250,000 more seniors to get pension due to hike in program budget
Almost a quarter-million more indigent senior citizens will receive the P6,000 annual pension from the government next year, the chair of the Senate Finance Sub-Committee that reviews the budget for that program said today.
Senate President Pro-Tempore Ralph G. Recto, who oversees the budget of the Department of Social Welfare and Development (DSWD), said funding for the DSWD-run Social Pension for Indigent Senior Citizens Program will increase from the current P5.96 billion to P7.51 billion next year.
The P1.54 billion hike would fund the enrollment of an additional 243,332 seniors, or to 1,182,914 from this year’s 939,609.
“The proposal that we received is that all indigent seniors 60 years old and above will be covered by the proposed allocation,” Recto said.
Despite this, the Senate will still double check the figures “because we want to adopt a No Senior Left Behind policy on this,” Recto said.
He said the Senate has a “good track record” in expanding the coverage of “social protection programs.”
He cited the 2015 budget of the senior pension program, which was originally pegged at P4.76 billion but which the Senate successfully raised to P5.96 billion, “by cutting the fat in the budget and rechanneling it to good programs.”
After Recto introduced the proposal to increase the funding, then Senate Finance Committee head Sen. Chiz Escudero endorsed the amendment of the budget bill so more seniors could be brought into the program.
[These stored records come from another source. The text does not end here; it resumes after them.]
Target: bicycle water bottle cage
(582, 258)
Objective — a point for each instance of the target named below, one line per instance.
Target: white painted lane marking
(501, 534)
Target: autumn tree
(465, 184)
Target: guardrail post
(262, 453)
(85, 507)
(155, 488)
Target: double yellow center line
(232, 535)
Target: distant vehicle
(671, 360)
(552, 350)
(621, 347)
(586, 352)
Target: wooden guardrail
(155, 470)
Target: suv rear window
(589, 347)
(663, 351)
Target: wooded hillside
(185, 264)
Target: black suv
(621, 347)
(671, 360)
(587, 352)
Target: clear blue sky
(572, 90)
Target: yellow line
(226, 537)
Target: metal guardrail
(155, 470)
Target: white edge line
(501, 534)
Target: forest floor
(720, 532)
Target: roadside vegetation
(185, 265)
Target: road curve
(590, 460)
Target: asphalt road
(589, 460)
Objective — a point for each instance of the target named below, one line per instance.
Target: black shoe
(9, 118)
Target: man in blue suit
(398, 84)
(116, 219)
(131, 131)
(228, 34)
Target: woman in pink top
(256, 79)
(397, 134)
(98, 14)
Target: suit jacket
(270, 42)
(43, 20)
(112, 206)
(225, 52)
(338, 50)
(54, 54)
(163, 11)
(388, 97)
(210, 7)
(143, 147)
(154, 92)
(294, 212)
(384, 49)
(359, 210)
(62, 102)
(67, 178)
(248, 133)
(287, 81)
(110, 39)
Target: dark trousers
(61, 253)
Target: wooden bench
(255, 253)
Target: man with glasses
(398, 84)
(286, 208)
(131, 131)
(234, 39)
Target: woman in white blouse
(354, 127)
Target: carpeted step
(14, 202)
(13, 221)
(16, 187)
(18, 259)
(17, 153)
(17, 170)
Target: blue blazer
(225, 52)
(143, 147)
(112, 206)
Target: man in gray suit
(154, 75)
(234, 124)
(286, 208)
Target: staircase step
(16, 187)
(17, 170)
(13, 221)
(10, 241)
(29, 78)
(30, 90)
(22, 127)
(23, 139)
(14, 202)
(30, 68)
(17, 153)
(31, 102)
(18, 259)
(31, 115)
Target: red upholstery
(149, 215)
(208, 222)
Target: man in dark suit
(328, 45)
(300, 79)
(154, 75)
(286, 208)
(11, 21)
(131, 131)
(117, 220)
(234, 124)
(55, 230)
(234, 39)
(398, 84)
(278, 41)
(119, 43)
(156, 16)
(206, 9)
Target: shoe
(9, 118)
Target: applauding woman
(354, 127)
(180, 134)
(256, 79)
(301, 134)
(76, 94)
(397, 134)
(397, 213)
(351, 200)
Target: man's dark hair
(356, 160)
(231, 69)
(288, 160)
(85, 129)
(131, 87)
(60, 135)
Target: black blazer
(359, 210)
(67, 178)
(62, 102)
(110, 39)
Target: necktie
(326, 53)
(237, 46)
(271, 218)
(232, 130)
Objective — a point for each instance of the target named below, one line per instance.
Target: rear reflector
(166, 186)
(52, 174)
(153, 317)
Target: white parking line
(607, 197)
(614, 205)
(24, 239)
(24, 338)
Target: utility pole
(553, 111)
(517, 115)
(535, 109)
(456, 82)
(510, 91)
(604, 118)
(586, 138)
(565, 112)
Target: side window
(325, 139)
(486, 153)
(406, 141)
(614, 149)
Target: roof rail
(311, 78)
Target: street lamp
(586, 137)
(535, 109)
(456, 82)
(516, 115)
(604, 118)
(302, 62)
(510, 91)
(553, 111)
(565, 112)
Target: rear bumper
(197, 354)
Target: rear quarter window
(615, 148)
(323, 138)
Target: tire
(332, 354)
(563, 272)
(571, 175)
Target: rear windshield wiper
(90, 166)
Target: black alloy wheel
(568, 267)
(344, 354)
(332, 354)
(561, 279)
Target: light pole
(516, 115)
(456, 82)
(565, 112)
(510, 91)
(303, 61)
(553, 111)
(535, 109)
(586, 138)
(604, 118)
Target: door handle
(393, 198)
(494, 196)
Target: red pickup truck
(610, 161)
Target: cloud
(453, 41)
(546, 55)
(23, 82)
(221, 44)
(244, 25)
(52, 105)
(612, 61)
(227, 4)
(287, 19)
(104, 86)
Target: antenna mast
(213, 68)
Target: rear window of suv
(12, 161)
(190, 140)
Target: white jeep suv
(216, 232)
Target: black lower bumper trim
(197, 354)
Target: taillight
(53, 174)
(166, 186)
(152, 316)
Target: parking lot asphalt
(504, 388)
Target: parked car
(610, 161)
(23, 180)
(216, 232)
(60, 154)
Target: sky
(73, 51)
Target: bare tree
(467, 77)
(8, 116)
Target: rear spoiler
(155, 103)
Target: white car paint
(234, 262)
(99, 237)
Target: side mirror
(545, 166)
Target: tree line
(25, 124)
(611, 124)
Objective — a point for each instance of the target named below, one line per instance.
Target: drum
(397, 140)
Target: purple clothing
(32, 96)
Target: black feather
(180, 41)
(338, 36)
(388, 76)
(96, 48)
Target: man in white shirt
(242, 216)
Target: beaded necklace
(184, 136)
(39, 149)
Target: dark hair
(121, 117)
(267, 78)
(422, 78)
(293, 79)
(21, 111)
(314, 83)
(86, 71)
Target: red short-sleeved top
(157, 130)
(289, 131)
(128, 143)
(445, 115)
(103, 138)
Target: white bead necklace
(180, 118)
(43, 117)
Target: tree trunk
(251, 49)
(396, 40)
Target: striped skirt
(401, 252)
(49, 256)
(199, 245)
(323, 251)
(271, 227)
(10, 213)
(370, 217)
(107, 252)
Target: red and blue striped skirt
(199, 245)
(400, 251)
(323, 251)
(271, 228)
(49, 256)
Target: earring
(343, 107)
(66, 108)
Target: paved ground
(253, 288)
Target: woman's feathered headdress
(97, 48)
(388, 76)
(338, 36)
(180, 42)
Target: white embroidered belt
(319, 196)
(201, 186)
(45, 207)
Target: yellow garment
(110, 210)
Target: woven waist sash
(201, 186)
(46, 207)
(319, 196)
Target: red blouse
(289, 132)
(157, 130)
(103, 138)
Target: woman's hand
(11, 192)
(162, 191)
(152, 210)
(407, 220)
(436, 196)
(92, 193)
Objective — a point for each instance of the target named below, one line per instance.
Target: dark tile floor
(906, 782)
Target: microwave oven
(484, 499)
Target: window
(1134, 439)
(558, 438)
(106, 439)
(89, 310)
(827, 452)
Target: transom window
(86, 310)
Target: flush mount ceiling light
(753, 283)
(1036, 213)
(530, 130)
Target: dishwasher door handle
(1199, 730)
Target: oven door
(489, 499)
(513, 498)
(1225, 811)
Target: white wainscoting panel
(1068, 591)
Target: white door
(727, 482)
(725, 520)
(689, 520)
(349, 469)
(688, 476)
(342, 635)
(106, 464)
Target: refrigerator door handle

The grant of a monthly pension to “economically disadvantaged” seniors is mandated by Republic Act 9994 or the Expanded Senior Citizens Act of 2010, a measure Sen. Pia Cayetano authored.
Last year, the program only covered seniors 77 years old and above.
This year, as a result of the Senate initiative, the cut-off age was brought down to 65.
“What is left is to close the gap, and finally bring in all qualified seniors to the program. After all that’s what the law says. But due to budget constraints, this was implemented on an incremental basis,” Recto explained.
RA 9994 defines an “indigent senior citizen” as someone 60 years old and above who is “frail, sickly, or with disability, and without pension or permanent source of income, compensation or financial assistance from his relatives to support his needs.”
“Ito ‘yung hindi lang may edad na, may sakit pa o kapansanan, walang trabaho, walang may-kayang kamag-anak na kumukupkop at walang ibang pensyong natatanggap. These are people in extremely difficult circumstances,” Recto said.
“Kung tutuusin ang P500 a month ay kulang pa nga. Kaya kung maliit na nga, bakit pa natin ipagkakait?” he added.
The DSWD has identified the beneficiaries in a series of surveys and poverty mapping drives conducted under the National Household Targeting System for Poverty Reduction.
In its census, the DSWD included other economic, social, health, housing information to better identify the indigents truly deserving of the pension.